Not necessarily. You can preserve muscle, but build it on this kind of routine? It depends on some very specific variables being met. Is your cardio super-intense? Are you getting in enough protein? Are you lifting heavy? Those matter, and affect your ability to build and preserve muscle in a weight loss routine, IMO.

peech June 7, 2013 - 11:07 AM

Thank you for sharing this! It’s a really great read!

Marloes June 7, 2013 - 11:46 AM

First: I really like your site. (English is not my first language, so if I express this wrong or weird, I’m sorry, but…) you go beyond what most weight loss/exercise websites write.
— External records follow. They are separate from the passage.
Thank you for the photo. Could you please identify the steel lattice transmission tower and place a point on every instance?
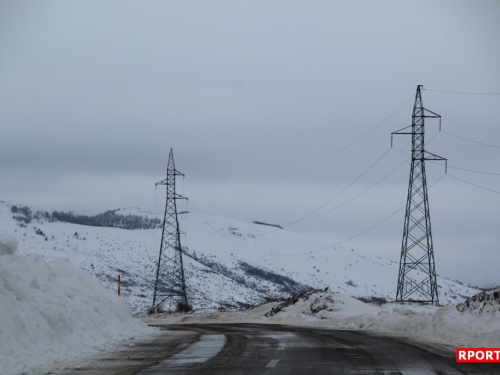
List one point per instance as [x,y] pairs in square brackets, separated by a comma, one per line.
[170,282]
[417,272]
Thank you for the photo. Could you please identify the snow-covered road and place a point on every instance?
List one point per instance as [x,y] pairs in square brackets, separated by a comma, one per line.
[275,349]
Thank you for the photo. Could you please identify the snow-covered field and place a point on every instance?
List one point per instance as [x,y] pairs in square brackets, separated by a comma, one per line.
[52,311]
[227,263]
[477,324]
[58,291]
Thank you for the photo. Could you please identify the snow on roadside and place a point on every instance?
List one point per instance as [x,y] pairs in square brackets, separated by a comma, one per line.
[324,309]
[50,311]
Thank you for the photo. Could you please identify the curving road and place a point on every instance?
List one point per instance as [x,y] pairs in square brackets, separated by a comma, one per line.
[272,349]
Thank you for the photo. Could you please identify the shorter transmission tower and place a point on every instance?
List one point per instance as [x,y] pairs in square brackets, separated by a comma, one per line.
[170,284]
[417,272]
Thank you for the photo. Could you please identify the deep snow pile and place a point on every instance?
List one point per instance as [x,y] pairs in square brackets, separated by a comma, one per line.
[324,309]
[51,311]
[484,303]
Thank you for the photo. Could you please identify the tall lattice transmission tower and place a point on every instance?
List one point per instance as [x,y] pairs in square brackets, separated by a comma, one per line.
[170,285]
[417,271]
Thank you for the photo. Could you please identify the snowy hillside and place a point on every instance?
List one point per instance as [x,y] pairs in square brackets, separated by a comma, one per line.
[228,262]
[51,311]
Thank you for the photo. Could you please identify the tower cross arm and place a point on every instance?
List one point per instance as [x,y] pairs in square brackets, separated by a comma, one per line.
[434,113]
[432,156]
[400,131]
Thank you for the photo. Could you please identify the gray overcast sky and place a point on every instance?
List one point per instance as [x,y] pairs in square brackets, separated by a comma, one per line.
[93,94]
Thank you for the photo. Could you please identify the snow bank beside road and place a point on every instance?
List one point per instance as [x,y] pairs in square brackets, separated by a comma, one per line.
[50,311]
[324,309]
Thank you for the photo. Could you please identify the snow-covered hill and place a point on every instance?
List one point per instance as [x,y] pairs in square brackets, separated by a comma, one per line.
[227,262]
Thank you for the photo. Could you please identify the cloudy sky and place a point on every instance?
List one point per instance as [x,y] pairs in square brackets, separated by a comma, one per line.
[272,108]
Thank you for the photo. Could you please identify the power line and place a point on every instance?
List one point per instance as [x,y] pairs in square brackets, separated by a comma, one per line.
[212,204]
[308,252]
[465,93]
[347,187]
[303,169]
[474,171]
[453,167]
[303,218]
[470,183]
[470,140]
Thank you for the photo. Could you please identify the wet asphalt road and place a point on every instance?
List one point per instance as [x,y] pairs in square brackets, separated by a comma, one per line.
[272,349]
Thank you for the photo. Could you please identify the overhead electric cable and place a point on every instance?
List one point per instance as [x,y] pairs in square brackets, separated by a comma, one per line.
[212,204]
[470,183]
[356,196]
[303,169]
[313,251]
[303,217]
[453,167]
[347,187]
[465,93]
[470,140]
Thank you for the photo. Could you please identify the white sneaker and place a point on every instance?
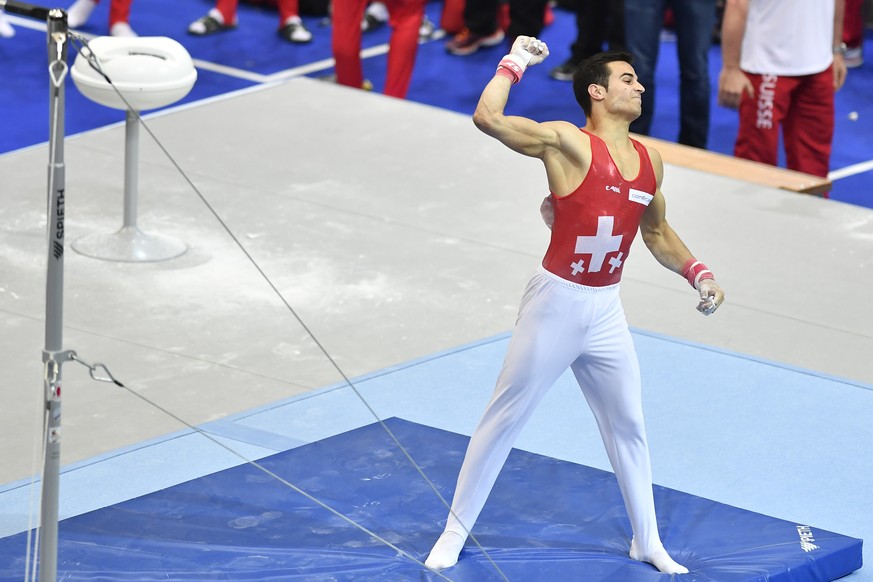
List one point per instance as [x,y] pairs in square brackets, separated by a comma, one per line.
[294,31]
[854,57]
[6,30]
[79,13]
[122,29]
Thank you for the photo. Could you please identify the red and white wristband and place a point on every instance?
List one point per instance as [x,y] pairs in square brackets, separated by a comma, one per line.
[512,67]
[695,272]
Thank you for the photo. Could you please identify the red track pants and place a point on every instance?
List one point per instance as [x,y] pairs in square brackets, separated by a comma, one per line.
[405,20]
[803,107]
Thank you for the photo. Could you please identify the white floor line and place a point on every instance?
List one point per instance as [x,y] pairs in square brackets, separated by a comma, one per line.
[852,170]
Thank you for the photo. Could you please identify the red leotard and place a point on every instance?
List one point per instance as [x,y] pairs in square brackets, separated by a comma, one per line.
[595,224]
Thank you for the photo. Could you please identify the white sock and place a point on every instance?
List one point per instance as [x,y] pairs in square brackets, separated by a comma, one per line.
[446,551]
[660,559]
[379,11]
[6,29]
[79,13]
[122,29]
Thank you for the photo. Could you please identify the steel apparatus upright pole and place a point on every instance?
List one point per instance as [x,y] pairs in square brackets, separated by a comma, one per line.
[53,355]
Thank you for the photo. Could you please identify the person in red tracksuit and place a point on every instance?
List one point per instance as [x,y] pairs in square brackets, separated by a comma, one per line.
[405,18]
[119,16]
[223,17]
[780,84]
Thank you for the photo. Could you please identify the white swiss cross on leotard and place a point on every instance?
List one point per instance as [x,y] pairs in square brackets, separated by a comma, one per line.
[598,246]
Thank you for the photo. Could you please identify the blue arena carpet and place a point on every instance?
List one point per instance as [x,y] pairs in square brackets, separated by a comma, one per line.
[254,54]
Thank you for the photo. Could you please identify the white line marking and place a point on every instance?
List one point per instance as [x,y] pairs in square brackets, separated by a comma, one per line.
[858,168]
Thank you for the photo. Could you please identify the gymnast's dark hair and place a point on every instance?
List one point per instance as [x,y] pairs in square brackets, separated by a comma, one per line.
[595,69]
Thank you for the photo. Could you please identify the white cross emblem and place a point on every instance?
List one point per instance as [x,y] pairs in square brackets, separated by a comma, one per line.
[598,246]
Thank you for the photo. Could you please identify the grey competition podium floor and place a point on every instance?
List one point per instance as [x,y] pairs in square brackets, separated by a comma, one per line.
[397,232]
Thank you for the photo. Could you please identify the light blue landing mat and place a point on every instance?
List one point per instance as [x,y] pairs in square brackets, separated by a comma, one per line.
[546,520]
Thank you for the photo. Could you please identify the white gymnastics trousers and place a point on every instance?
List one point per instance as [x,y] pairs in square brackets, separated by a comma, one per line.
[562,324]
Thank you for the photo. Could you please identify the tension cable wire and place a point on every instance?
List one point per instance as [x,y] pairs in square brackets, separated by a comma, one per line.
[94,63]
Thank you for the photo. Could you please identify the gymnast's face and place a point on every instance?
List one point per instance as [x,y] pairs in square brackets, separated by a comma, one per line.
[624,92]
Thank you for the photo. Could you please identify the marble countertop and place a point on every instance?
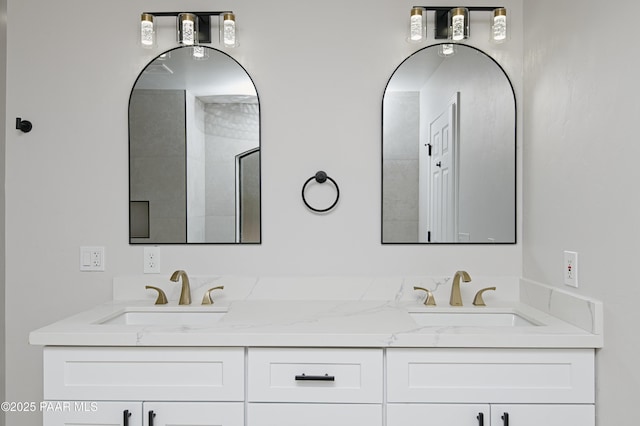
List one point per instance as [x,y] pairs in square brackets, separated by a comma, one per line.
[304,323]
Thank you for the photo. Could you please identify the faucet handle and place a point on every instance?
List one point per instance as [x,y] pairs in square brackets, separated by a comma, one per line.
[478,300]
[206,300]
[162,298]
[429,300]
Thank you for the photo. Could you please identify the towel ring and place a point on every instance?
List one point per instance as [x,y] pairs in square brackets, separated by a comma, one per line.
[321,177]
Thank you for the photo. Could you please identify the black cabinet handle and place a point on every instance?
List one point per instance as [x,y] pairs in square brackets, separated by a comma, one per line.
[325,378]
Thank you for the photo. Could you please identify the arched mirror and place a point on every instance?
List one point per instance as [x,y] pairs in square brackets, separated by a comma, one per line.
[449,150]
[194,151]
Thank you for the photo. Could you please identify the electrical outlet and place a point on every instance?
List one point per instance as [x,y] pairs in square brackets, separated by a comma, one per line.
[570,266]
[152,260]
[92,259]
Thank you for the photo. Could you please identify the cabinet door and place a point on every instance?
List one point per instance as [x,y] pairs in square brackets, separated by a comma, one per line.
[548,415]
[314,414]
[83,413]
[193,414]
[438,415]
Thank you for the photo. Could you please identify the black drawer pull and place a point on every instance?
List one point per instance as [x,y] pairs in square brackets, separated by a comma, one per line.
[325,378]
[505,419]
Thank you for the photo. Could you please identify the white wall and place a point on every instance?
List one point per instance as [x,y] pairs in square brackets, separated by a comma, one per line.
[3,67]
[581,174]
[320,93]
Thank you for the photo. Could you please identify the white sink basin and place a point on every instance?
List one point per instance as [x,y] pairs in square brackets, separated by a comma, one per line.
[178,317]
[471,319]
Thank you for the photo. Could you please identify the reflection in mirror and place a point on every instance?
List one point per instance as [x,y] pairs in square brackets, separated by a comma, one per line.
[449,150]
[194,152]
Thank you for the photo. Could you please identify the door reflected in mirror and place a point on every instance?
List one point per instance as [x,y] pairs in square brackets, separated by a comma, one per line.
[449,150]
[194,152]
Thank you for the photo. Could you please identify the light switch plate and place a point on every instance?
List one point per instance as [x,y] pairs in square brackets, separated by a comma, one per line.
[92,259]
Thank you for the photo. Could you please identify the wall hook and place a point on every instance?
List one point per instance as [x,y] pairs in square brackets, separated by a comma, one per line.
[23,125]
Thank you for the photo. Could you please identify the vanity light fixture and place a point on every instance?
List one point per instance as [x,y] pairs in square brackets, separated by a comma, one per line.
[192,28]
[200,53]
[147,31]
[417,25]
[187,29]
[229,35]
[499,25]
[454,23]
[459,23]
[446,50]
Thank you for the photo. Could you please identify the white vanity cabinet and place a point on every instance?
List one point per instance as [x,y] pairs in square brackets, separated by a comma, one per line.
[314,387]
[132,386]
[490,387]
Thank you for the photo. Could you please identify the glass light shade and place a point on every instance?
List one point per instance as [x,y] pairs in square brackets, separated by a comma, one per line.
[200,53]
[417,27]
[187,29]
[499,25]
[447,49]
[229,31]
[147,31]
[459,23]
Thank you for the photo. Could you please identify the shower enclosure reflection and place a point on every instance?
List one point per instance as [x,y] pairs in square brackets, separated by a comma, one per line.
[194,152]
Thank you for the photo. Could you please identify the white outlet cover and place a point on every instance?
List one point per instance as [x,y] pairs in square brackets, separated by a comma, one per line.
[570,268]
[151,260]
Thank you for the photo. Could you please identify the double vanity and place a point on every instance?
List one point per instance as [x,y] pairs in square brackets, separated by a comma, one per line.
[253,358]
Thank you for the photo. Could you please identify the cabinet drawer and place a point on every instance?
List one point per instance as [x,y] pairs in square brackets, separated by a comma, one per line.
[160,374]
[259,414]
[490,375]
[315,375]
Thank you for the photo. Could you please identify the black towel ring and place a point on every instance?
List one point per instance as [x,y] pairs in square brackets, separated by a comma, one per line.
[321,177]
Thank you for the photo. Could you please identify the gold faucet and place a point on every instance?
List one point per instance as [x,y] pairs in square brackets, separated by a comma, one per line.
[185,294]
[456,298]
[478,300]
[429,300]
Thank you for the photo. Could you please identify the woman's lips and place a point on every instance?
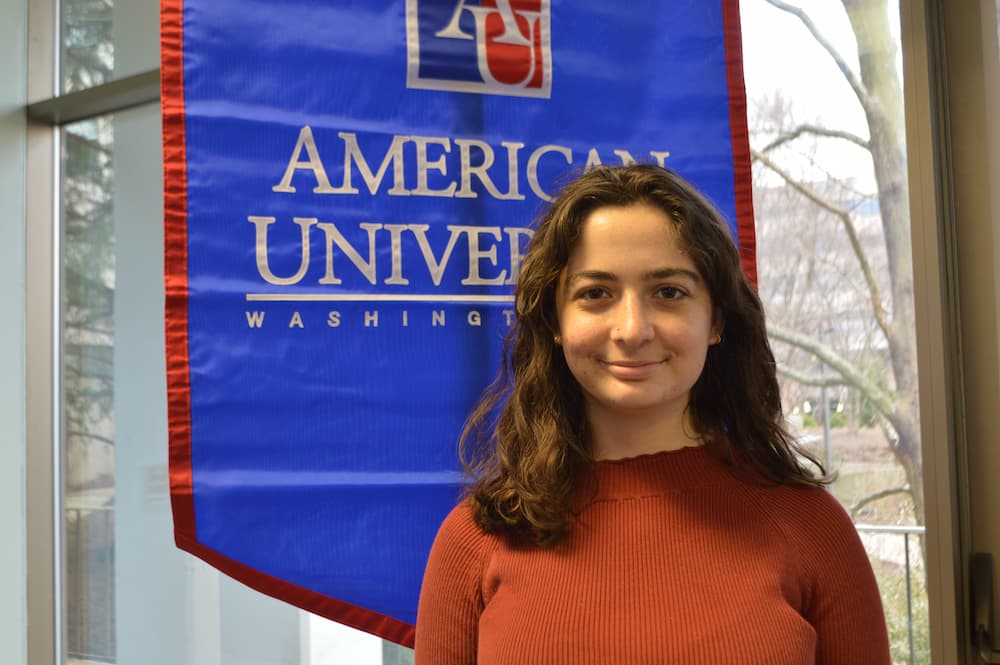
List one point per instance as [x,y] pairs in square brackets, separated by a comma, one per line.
[632,370]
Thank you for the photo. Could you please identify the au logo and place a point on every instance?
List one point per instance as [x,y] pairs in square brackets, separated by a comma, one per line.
[498,47]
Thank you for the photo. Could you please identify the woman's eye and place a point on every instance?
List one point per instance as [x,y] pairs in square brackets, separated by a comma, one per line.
[670,292]
[593,293]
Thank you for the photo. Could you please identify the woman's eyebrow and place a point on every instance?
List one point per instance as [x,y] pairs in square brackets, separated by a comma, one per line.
[596,275]
[667,273]
[659,273]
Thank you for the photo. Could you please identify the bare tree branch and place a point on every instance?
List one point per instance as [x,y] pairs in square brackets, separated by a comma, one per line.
[879,398]
[810,379]
[847,221]
[852,79]
[816,130]
[876,496]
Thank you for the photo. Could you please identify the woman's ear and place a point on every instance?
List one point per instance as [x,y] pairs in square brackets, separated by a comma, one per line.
[718,325]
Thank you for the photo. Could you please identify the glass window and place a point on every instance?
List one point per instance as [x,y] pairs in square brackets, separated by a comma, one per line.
[103,40]
[835,269]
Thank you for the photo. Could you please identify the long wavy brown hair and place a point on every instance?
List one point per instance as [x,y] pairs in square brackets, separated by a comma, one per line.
[527,441]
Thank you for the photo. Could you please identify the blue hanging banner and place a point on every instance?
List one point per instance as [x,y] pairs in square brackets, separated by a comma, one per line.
[349,190]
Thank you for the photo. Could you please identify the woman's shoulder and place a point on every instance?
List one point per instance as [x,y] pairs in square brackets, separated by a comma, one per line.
[459,534]
[811,518]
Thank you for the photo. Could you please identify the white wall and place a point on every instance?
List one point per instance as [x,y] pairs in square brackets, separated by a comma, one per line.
[13,612]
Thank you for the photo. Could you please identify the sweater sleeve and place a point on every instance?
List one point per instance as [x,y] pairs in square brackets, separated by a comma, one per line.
[451,595]
[842,600]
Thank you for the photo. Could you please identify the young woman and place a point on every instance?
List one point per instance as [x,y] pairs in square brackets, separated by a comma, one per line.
[637,499]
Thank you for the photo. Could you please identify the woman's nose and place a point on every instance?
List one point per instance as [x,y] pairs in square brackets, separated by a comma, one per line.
[633,325]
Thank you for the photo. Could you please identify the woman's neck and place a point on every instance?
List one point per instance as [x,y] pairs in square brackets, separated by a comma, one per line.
[620,434]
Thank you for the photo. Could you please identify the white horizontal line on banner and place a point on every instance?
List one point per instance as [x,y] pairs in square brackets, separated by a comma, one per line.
[374,297]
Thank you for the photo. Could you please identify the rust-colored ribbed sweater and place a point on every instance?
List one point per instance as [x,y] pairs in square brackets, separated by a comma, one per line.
[675,561]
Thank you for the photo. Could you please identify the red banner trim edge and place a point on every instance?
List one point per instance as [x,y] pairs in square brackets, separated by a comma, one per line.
[350,615]
[175,264]
[742,172]
[178,369]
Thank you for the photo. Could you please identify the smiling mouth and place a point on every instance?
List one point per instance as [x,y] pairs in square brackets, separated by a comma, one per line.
[632,370]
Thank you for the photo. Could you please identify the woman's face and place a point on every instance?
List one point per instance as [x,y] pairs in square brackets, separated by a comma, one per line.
[635,317]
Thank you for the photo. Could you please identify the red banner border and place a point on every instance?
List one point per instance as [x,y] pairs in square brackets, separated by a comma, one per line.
[742,173]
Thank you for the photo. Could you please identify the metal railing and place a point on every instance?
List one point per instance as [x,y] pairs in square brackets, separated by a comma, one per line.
[905,532]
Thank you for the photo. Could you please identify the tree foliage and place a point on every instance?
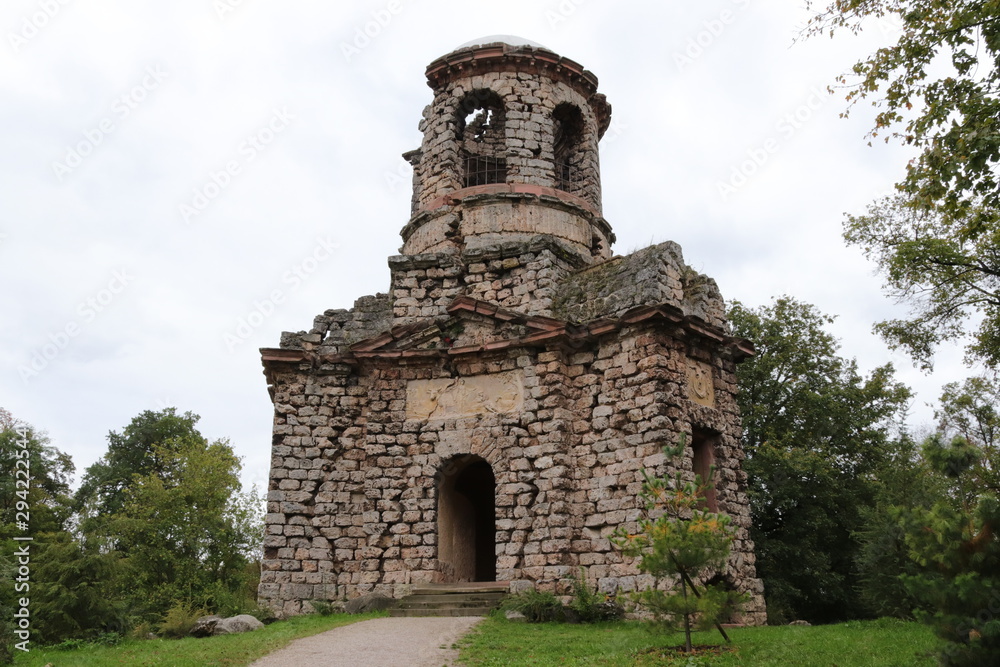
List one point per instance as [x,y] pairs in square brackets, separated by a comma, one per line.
[937,242]
[49,470]
[816,432]
[678,537]
[936,89]
[186,532]
[146,446]
[949,278]
[956,544]
[161,521]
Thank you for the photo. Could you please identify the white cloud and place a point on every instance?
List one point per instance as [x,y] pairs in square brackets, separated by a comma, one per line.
[678,132]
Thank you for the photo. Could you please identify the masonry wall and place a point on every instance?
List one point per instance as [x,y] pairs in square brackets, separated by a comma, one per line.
[352,504]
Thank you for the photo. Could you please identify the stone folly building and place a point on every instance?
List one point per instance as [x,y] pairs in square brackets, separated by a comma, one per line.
[488,419]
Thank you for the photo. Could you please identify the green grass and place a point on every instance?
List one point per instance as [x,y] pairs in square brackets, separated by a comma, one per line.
[882,643]
[228,650]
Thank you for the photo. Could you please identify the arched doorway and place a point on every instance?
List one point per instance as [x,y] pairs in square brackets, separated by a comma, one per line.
[467,519]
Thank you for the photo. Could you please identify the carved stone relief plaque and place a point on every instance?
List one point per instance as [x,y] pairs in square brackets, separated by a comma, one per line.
[701,388]
[456,398]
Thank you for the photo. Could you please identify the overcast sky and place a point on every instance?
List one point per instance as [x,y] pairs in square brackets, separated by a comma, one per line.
[182,181]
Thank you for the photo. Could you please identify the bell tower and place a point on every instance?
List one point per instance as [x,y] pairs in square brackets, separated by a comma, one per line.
[508,170]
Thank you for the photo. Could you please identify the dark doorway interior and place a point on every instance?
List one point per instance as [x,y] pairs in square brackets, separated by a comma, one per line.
[467,520]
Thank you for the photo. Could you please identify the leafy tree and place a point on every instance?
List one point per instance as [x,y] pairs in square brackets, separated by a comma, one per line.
[945,273]
[955,543]
[815,432]
[76,592]
[47,492]
[936,89]
[146,446]
[42,493]
[678,537]
[169,502]
[905,479]
[187,531]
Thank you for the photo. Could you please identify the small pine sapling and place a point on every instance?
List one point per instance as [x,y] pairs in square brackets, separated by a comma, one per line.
[678,537]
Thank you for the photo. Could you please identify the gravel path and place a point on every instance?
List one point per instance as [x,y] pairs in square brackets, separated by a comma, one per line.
[380,642]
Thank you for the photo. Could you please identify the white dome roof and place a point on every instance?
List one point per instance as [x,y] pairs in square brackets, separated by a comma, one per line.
[513,40]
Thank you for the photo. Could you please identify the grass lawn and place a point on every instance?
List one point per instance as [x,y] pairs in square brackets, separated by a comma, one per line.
[229,650]
[885,642]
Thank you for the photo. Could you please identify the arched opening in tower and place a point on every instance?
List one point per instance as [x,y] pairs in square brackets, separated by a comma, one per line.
[568,147]
[467,520]
[482,139]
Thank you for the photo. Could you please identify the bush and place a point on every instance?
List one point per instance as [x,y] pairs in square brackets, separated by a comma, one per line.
[537,606]
[179,620]
[589,606]
[325,607]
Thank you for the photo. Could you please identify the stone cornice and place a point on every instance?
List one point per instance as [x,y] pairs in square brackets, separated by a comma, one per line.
[547,332]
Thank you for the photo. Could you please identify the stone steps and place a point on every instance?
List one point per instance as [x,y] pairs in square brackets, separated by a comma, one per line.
[463,599]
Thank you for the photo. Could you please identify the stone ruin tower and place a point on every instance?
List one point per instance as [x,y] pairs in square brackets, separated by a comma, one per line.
[488,418]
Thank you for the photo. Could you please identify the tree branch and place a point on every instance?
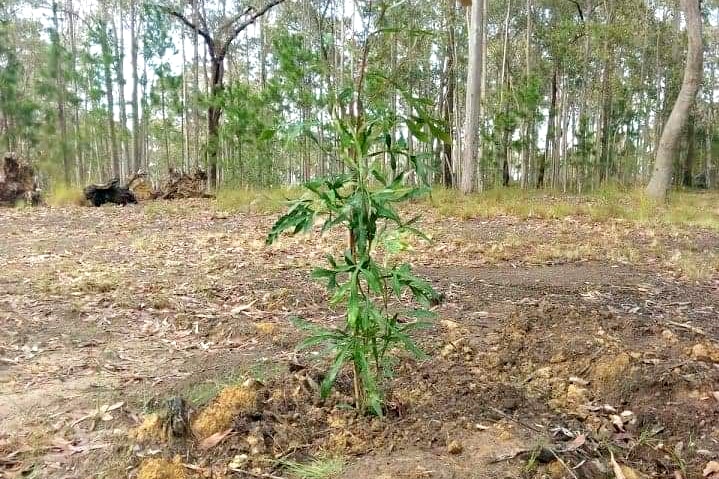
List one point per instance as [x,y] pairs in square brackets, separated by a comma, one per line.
[202,32]
[579,9]
[254,16]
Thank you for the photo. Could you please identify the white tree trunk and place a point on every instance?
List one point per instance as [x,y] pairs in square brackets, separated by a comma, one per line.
[471,157]
[671,135]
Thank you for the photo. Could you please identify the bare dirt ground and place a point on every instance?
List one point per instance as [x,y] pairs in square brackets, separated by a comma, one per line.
[561,344]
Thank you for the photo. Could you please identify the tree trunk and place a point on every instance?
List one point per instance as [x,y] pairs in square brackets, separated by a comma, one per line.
[118,31]
[136,136]
[60,85]
[688,176]
[527,142]
[107,64]
[214,112]
[671,134]
[549,140]
[471,157]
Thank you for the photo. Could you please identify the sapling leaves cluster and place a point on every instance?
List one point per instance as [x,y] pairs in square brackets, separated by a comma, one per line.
[364,202]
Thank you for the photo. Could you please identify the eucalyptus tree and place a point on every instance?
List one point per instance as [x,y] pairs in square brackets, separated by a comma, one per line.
[671,134]
[218,32]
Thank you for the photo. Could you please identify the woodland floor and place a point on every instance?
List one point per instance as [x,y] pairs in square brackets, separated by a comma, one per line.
[551,329]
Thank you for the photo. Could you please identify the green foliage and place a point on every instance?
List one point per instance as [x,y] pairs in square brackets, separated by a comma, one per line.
[319,468]
[364,202]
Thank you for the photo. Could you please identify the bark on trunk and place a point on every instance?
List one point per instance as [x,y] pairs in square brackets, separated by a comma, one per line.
[671,134]
[471,156]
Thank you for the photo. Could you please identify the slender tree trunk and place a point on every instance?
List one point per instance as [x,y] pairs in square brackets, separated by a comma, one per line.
[107,61]
[549,140]
[671,134]
[60,85]
[214,112]
[78,151]
[447,166]
[136,134]
[527,143]
[118,31]
[471,157]
[689,160]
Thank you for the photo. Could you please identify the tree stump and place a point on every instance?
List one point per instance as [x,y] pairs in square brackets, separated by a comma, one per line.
[110,192]
[17,182]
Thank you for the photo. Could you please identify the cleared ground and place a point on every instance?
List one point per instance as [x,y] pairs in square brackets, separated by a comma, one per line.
[551,329]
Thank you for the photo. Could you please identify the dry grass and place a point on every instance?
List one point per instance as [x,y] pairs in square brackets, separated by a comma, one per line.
[249,200]
[230,403]
[610,203]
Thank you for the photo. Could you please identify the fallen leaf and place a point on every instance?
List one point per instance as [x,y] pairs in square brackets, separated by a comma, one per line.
[579,381]
[617,422]
[215,439]
[576,443]
[243,307]
[711,468]
[618,474]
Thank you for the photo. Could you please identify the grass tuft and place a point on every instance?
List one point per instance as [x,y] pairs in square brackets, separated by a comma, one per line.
[318,468]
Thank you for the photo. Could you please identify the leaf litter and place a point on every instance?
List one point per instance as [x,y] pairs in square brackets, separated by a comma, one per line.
[565,338]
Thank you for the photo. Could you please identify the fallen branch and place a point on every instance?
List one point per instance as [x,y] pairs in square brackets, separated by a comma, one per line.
[256,474]
[687,327]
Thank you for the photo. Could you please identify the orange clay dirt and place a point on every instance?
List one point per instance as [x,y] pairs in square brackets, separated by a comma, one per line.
[562,346]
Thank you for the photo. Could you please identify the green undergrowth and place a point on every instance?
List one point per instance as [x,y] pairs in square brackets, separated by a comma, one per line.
[63,195]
I read your articles with much pleasure, and learn from them, they are really inspiring. So thanks!
Second, I have this quote on a postcard in the kitchen: “the first thing you lose while dieting, is your good mood” with a picture of some grumpy ladies at a table 🙂

Kami November 4, 2013 - 10:03 AM

Must keep this in mind

Adena March 25, 2018 - 9:21 AM

I loved reading this. I’ve been trying to focus more on mindful eating, strength training, and adding more healthy foods to my diet (leafy green vegetables) rather than simply restricting my food intake and avoiding “bad” foods. I know this is the right approach, but as a woman who still weighs over 300 pounds and has significant weight to lose, I wonder if I’m getting ahead of myself and this stuff should come later. It’s hard for me to believe that a true lifestyle change without severe restriction can lead to a 130-pound weight loss. It just shows how ingrained the “going on a diet” mindset is as much as I try to change my way of thinking.